If you already have your documents in order, what motivated you to do it? Are there any suggestions you have for me?
Or maybe there is a universal fear of death? I’d love to hear about it. People don’t explain things they assume are universal.
CityLab has an article on how we’ve mapped the experience of love. It made me think of our various attempts to map the caregiving journey, both academically and artistically.
The traveler to the country of Tenderness is not presented with one specific itinerary, but rather a range of possibilities. In what some might consider the best-case scenario, these wanderers end up in the larger cities with positive names, like “Tendre sur Estime” (“Tenderness upon Esteem,” Esteem being one of the rivers of this imaginary country), or “Tendre sur Reconnaissance” (“Tenderness upon Gratefulness,” another river of the imaginary landscape.) However, the traveler can get lost and drift towards the “Lake of Indifference” or the “Sea of Enmity” instead. All can quickly turn sour by passing through the small towns of “Negligence” or “Complacency,” or bumping into the rocks of “Pride.”
The ArtSci Salon’s Who Cares speaker series starts today and runs into April. Check out the schedule and sign up for this free online discussion series.

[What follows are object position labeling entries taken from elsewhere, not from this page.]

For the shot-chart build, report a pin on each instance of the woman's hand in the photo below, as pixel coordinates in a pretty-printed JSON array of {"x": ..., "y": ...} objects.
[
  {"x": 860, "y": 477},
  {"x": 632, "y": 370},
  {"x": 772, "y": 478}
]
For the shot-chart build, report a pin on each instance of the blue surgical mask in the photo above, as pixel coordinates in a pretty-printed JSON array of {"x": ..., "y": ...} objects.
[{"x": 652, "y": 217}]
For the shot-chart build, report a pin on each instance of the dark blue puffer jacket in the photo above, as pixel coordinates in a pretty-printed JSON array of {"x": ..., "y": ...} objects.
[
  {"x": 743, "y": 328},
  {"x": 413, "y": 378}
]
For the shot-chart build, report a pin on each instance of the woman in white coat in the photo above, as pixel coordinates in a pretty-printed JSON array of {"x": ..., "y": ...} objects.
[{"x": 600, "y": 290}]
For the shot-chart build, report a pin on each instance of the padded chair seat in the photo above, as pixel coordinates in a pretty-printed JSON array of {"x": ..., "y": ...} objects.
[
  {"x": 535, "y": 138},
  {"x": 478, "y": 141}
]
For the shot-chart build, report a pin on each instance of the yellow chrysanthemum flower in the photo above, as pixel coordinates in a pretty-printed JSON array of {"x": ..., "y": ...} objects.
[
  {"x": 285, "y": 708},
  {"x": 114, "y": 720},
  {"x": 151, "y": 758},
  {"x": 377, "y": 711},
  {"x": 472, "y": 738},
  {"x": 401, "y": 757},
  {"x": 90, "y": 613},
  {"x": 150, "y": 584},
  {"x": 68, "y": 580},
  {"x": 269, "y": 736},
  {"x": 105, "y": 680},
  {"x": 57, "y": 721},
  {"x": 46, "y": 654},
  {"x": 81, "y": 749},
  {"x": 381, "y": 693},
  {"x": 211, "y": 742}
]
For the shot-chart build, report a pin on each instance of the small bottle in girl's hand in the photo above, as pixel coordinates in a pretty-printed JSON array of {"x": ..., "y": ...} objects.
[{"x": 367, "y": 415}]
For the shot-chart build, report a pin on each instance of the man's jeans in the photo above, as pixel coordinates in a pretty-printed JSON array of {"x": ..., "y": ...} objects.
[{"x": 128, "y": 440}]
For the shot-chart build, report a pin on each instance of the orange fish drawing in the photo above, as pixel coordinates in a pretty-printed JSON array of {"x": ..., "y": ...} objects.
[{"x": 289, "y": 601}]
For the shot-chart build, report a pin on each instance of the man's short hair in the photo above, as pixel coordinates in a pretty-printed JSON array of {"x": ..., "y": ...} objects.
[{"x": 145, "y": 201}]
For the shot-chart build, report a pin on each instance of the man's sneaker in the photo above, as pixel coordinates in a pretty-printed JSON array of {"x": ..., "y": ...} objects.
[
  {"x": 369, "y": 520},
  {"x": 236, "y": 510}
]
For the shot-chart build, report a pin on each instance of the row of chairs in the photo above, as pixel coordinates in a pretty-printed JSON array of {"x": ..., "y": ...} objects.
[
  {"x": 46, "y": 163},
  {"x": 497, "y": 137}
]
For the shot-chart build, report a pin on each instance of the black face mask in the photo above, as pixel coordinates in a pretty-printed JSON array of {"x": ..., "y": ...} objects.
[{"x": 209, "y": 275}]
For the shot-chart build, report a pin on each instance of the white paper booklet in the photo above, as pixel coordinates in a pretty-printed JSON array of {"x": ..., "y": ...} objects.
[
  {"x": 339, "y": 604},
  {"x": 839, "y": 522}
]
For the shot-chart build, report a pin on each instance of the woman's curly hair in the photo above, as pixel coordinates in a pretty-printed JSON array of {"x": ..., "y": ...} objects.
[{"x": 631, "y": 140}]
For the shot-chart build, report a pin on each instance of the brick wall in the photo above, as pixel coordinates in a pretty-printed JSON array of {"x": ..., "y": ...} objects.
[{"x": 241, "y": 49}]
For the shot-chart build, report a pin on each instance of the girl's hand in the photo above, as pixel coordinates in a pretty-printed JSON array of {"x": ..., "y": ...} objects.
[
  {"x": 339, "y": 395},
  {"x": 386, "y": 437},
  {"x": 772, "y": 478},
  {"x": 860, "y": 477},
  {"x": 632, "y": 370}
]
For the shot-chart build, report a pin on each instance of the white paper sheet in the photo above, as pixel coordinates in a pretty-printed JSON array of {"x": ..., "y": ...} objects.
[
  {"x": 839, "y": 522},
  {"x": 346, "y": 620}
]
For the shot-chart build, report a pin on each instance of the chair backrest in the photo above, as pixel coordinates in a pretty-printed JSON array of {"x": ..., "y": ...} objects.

Awful working conditions, uncompensated labor, untenable schedules, no health insurance or retirement benefits, and low pay aren’t just issues faced by professional care workers. Truckers are dealing with similar issues. When is the US government going to stop allowing workers to be exploited like this by misclassifying them as independent contractors? Even when people are actually independent contractors, they need to be treated fairly. Access to medical care, disability insurance, and retirement planning aren’t perks, they’re necessities. The lack of enforcement of existing worker protection laws and the delay of regulation of the gig economy is hurting everyone who relies on these exploited workers…which is all of us.
CBC Alberta is publishing a series of articles on family care work.
Feylyn Lewis has an article in TeenVogue on how BIPOC youth are especially likely to serve as caregivers.
Meg Conley has an article in Harpers Bazaar on the cause of the caregiver labor shortage.
Norma B. Coe and Rachel M. Werner published a study showing what many of you know through lived experience: LTC facilities rely on the unpaid labor of visitors.
So funny you should mention this now - my husband and I have just gone through the arduous process of updating our wills and POAs. It was no small feat because it involves complicated trust arrangements for our son who has disabilities. We sign everything at the lawyer's next week. I've been researching 'green' burials but unfortunately they are only available in the Toronto area and I live in Ottawa. I'm a registered organ donor but I was hoping for an eco friendly disposal of my body. Maybe that option will be available where I live by the time I die, I hope so! I don't have any trouble thinking about and planning for my demise. In a way it's kind of fun.
It might be best to approach this subject from a positive angle, even if you feel that the general public is negative about it. Many of us have treated death and dying in a positive way, and I feel that Hospice does a great job of encouraging that.